建物仮差押後の敷地譲渡と法定地上権の成否に関する最高裁判決(平成28年12月1日)がなされましたので、ご紹介いたします。

 

その判旨は、

地上建物仮差押が本執行移行した競売手続きにおける買受人が地上建物の所有権を取得した場合、土地及び地上建物が仮差押え時点で同一の所有者に属していたときは、差押時点では土地の譲渡により土地及び地上建物が同一人に属していなかったとしても、法定地上権が成立する

というものです。

 

民事執行法81条

 土地及びその上にある建物が債務者の所有に属する場合において、その土地又は建物の差押えがあり、その売却により所有者を異にするに至つたときは、その建物について、地上権が設定されたものとみなす。

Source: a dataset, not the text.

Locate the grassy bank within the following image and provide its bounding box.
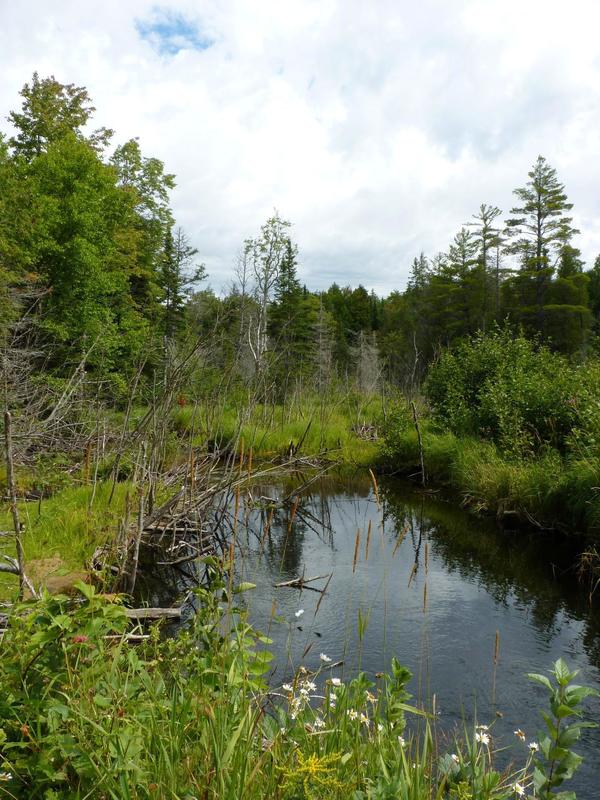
[0,481,133,597]
[0,572,592,800]
[385,420,600,534]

この場合においては、地代は、当事者の請求により、裁判所が定める。

 

cf民法388条

 土地及びその上に存する建物が同一の所有者に属する場合において、その土地又は建物につき抵当権が設定され、その実行により所有者を異にするに至ったときは、その建物について、地上権が設定されたものとみなす。この場合において、地代は、当事者の請求により、裁判所が定める。